五年的婚姻,她最开始确实是在利用俞沉交给世俗一份满意的答卷,不仅让小已死心,也能让周围人对她有意无意的催婚停息一些,但是到今天她能说自己早就和俞沉互不相欠,她也没必要给任何人情面。
尤其是俞沉当着她的面都对孩子灌输一些诋毁她的话,她什么都没做,凭什么要承担。
一句话,撇清和俞沉的所有关系,连对孩子那一丝怜悯之心都没有了。
孩子的确什么都没有做错,他唯一的错就是他的父母并没有给她留余地。
撇清关系之后,温浅筠担心俞沉再气急败坏做什么事,她立刻波澜不惊的警告他, ”别再靠近我,你知道我随身携带了什么东西。 ”
谭叙已还想说点什么,但是已经被温浅筠拉出人群。
一场简短的闹剧结束,谭叙已站在寒风中,大口大口的呼吸着。
她不允许温阿姨受到任何诋毁,她不允许。
坐在花坛边,谭叙已双手叉腰, ”他怎么能那么自信?他那张嘴啊,我好想给他撕碎,以前就没有发现他竟然是这种人。 ”

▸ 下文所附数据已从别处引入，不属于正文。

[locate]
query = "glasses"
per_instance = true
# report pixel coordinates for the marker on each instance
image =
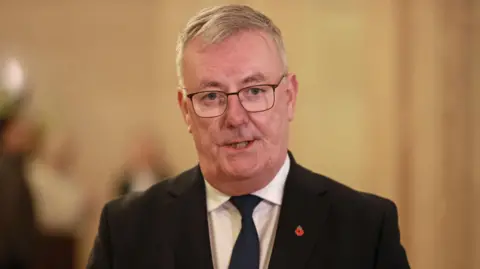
(257, 98)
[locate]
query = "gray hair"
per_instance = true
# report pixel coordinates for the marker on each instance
(215, 24)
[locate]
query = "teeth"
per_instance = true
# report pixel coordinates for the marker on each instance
(239, 145)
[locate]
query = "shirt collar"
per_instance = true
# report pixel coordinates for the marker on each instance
(272, 193)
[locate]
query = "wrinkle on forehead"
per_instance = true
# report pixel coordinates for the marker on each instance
(239, 59)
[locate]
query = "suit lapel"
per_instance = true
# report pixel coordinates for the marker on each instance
(192, 243)
(301, 224)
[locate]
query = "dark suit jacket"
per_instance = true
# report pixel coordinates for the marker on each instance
(166, 227)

难以想象,这五年温阿姨每一次和他产生分歧的时候会听到一些怎样荒谬难听的话,到现在她已经到了麻木的程度,而俞沉都已经一步步走到今天的地步,他竟然依旧丝毫没有反省过自己的问题。
俞沉的确是因为事业上的成就把他捧得太高,生活太过顺遂之后,自然而然生出太多不可理喻的优越感,让他内里充满狂妄的自大。